Thanks for reporting the spam pages. I had some permissions set wrong for a couple of the download forums. I would have never caught that. I think they need to start changing the defaults for these packages so that stuff is secure by default. When you add a new download area, it defaults to being wide open to anyone to do anything, and that's just bad.

But yes, the idiots that do this kind of crap should be shot. They *are* ruining the Internet. I wish they'd increase the penalties in the law so that it hurt these companies more for doing this stuff. Right now when they get caught they just pay their fine and continue doing it. Maybe someday someone in power will get a clue as to how bad this stuff is getting.

Also, I fixed the problem with the email sending. Apparently we closed down the SMTP server a bit too much and forgot to add the local server to one of the permission groups. Should be working again now.

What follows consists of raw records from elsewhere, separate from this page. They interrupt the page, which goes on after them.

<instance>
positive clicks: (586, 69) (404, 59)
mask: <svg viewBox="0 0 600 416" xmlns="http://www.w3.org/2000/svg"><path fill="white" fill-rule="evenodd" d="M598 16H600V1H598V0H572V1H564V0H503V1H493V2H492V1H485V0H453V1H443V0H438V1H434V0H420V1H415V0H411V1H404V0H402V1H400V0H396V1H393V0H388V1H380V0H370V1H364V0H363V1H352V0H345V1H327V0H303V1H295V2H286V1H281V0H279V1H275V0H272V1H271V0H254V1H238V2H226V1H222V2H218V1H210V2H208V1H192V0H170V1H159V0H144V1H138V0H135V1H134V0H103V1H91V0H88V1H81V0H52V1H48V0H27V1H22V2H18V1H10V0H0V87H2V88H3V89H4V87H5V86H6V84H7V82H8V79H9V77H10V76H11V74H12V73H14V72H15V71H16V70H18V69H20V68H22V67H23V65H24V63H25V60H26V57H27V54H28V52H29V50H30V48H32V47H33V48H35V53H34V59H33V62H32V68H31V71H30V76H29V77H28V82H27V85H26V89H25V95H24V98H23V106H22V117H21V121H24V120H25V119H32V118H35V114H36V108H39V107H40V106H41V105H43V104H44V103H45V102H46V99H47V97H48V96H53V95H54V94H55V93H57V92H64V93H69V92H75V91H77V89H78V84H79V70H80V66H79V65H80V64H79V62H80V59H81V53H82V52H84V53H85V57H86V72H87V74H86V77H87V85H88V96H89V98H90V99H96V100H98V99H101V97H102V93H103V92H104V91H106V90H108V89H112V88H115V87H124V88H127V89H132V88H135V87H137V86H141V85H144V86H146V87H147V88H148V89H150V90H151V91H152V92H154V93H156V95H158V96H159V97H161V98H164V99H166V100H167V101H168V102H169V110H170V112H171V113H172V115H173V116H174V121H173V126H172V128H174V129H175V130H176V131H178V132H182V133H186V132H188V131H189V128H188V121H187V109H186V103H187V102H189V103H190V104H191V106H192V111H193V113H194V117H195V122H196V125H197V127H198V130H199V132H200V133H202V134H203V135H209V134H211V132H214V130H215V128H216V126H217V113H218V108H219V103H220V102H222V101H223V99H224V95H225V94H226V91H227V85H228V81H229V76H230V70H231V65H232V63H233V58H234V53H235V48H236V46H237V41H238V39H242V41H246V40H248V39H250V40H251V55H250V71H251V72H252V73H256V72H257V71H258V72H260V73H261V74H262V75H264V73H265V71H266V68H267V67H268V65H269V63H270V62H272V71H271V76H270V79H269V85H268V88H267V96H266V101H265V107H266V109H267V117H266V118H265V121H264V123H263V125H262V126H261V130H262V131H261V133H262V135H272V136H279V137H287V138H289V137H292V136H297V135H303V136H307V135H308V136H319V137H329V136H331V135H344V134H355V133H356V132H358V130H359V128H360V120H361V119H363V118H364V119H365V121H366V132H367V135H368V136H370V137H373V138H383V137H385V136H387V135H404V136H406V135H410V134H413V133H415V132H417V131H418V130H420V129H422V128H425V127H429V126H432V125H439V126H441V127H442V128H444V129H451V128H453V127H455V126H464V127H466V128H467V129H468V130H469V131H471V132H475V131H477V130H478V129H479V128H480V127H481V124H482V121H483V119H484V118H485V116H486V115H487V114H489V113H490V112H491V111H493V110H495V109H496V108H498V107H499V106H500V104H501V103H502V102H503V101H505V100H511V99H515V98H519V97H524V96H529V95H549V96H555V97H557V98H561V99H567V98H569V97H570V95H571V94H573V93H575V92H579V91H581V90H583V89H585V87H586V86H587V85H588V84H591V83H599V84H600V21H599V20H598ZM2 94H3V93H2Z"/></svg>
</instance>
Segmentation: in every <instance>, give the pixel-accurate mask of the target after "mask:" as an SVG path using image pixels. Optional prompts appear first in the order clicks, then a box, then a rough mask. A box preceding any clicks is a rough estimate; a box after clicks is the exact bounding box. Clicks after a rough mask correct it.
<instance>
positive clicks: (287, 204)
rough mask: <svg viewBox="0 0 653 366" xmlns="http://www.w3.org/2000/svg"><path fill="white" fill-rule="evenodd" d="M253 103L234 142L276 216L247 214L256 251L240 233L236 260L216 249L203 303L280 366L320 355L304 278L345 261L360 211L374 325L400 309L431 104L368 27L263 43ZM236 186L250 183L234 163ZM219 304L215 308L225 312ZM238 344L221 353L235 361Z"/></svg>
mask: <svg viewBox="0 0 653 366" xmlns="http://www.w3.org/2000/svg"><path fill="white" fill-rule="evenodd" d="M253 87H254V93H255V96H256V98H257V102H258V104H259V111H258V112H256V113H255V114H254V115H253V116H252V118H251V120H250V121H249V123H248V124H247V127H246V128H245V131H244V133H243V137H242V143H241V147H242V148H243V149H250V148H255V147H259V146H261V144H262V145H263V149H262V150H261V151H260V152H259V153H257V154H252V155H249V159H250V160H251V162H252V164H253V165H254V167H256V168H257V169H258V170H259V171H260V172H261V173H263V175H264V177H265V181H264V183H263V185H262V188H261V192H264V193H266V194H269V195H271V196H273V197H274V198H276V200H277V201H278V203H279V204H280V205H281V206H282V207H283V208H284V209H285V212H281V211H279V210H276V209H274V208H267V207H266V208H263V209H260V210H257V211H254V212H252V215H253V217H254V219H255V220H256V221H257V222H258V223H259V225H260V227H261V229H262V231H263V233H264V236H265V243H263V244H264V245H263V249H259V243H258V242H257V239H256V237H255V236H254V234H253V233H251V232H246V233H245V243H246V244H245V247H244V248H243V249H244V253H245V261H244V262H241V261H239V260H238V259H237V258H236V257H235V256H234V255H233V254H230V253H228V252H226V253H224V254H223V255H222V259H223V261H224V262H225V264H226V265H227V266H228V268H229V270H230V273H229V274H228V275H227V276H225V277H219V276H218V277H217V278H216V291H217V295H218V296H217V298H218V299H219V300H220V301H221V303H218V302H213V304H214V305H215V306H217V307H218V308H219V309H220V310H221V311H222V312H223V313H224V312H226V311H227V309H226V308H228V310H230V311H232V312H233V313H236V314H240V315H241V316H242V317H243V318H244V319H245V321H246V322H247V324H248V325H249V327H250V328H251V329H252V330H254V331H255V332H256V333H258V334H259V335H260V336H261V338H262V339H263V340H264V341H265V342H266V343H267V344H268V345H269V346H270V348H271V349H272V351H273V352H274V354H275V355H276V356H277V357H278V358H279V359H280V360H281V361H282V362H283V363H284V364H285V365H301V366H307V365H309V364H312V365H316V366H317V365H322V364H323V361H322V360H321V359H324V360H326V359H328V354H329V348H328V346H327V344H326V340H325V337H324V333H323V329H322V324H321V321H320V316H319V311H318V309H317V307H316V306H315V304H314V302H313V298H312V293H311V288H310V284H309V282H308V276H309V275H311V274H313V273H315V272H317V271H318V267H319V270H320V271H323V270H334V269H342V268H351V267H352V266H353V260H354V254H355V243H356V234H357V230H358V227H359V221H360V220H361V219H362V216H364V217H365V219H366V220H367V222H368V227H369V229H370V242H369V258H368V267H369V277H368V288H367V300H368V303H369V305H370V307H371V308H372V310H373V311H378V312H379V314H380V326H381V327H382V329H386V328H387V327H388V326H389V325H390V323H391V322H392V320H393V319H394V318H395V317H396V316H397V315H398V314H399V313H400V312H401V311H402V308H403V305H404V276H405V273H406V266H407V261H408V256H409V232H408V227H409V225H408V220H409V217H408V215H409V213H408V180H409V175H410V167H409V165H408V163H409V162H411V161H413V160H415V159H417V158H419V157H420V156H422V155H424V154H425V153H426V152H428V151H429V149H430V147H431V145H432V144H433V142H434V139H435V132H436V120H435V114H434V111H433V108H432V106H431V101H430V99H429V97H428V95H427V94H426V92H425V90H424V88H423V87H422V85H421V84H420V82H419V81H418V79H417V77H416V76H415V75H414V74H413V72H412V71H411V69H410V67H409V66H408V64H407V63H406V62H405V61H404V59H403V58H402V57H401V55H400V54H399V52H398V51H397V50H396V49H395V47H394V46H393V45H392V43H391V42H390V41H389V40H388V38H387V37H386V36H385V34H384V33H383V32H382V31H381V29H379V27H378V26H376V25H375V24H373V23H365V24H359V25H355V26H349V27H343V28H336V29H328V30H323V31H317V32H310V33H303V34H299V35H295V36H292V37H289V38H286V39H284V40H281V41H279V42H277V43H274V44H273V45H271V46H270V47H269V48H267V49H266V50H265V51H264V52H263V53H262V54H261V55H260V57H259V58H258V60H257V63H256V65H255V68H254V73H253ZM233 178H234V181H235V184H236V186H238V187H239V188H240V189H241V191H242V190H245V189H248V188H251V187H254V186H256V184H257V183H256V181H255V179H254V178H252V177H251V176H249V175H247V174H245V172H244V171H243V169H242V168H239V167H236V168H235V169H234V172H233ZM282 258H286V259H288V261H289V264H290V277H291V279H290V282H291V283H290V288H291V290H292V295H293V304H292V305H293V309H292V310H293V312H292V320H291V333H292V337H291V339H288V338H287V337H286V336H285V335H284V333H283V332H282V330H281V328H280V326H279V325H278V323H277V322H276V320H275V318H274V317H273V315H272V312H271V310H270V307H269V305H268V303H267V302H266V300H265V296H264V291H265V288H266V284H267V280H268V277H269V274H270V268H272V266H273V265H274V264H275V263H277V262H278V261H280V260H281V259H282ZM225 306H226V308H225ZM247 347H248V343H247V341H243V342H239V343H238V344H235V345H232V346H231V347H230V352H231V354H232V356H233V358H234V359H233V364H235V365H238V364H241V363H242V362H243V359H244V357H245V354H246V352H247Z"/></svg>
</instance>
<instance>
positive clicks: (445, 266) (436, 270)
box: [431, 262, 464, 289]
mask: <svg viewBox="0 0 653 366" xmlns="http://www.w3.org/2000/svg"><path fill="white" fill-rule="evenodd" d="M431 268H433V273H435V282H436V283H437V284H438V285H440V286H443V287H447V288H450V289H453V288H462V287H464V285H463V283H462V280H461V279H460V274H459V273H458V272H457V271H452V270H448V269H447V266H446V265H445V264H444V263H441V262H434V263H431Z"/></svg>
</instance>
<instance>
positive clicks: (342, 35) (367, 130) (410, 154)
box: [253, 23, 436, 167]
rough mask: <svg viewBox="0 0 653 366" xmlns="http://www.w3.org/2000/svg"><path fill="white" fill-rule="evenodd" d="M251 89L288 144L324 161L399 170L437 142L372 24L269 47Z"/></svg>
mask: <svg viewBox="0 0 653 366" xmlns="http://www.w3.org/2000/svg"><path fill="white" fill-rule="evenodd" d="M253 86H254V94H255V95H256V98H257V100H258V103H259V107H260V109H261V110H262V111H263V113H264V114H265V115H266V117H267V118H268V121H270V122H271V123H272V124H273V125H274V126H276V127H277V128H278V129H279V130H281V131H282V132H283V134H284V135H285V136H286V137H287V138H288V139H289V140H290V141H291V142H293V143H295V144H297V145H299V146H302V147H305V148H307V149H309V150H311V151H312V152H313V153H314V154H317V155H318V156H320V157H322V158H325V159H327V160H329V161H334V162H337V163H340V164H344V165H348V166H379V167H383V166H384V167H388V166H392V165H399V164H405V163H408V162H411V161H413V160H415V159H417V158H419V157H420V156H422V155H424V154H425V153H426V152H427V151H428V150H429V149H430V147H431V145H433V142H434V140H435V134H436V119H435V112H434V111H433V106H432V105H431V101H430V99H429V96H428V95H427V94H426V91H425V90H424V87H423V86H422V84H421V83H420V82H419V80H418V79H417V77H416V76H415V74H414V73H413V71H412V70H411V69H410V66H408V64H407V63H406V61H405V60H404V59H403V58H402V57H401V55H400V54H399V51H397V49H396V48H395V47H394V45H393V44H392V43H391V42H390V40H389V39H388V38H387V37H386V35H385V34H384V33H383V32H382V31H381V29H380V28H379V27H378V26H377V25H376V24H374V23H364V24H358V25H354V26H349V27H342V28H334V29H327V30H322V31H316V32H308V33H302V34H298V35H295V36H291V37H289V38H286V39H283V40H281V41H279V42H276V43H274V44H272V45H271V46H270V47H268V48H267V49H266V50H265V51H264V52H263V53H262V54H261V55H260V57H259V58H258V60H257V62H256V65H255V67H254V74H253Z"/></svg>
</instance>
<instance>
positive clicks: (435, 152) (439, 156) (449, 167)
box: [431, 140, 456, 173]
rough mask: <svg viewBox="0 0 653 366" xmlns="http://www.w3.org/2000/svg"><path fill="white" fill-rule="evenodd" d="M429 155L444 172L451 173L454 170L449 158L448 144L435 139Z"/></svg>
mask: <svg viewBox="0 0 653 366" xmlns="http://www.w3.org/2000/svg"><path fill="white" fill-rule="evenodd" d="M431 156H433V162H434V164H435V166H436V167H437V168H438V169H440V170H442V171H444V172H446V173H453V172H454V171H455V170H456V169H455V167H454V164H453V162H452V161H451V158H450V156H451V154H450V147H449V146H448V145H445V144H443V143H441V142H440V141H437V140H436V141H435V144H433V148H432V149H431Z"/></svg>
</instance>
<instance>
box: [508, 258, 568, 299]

Yet more of my time wasted on this crap. It's *really* annoying.

SubAdmin Joined: 18 Nov 2001 Posts: 5182

Posted: Tue Jul 19, 2005 4:03 pm

Yet *another* PHPBB security hole. Had a bunch of spammers running through the site again this morning and had to take it down for a while. Sorry for any inconvienence. Yet *more* of my time wasted.

Beginner Joined: 17 Oct 2003 Posts: 19 Location: Australia

Is there a reason you don't display the copyright notice for phpBB?

Posted: Thu Aug 25, 2005 4:06 pm

Yes. I have removed all copyright notices for phpBB, portal software, and various MODs and plugins. While I respect the work of the authors that created these programs and that I might be in technical violation of their copyrights, the fact is that hackers use these copyright notices to target attacks on systems, and I'm sick and tired of dealing with hacker attacks and spammers. Maybe one of these days they'll have *ALL* of the security exploits in PHP-based systems fixed. But for now, displaying these copyright messages are an invitation to hackers and spammers to try and break the system.

Hopefully the authors of these pieces of software will understand the issues. All of the original copyright messages are still embedded in the actual PHP files.

Beginner Joined: 17 Oct 2003 Posts: 19 Location: Australia

/phpbb/ is already in the URL; perhaps 'Powered by phpBB', with the 'phpBB' linking to www.phpbb.com would be safe?

As for versions, plugins and mods, I know where you're coming from: few of their makers test their work with the same determination as the tools that script kiddies use. I haven't seen a real hacker in years.

Wizard Joined: 14 Oct 2000 Posts: 1368

Just a link to an interesting article about this: http://www.phpbb.com/kb/article.php?article_id=8

Posted: Fri Aug 26, 2005 3:35 pm

Yes, phpbb is in the URL...it's something I've also considered removing. I've just been a bit worried about breaking existing links (the forums are linked from the help menus in zMUD, for example). Once I get the htaccess file set up to properly redirect old links, then you'll probably see the phpbb directory name changed.

And Rorso, thanks for the link. It's nice to know that they understand these issues. Looks like I'm well within the rights of the agreement, especially since I've never asked for any support from them.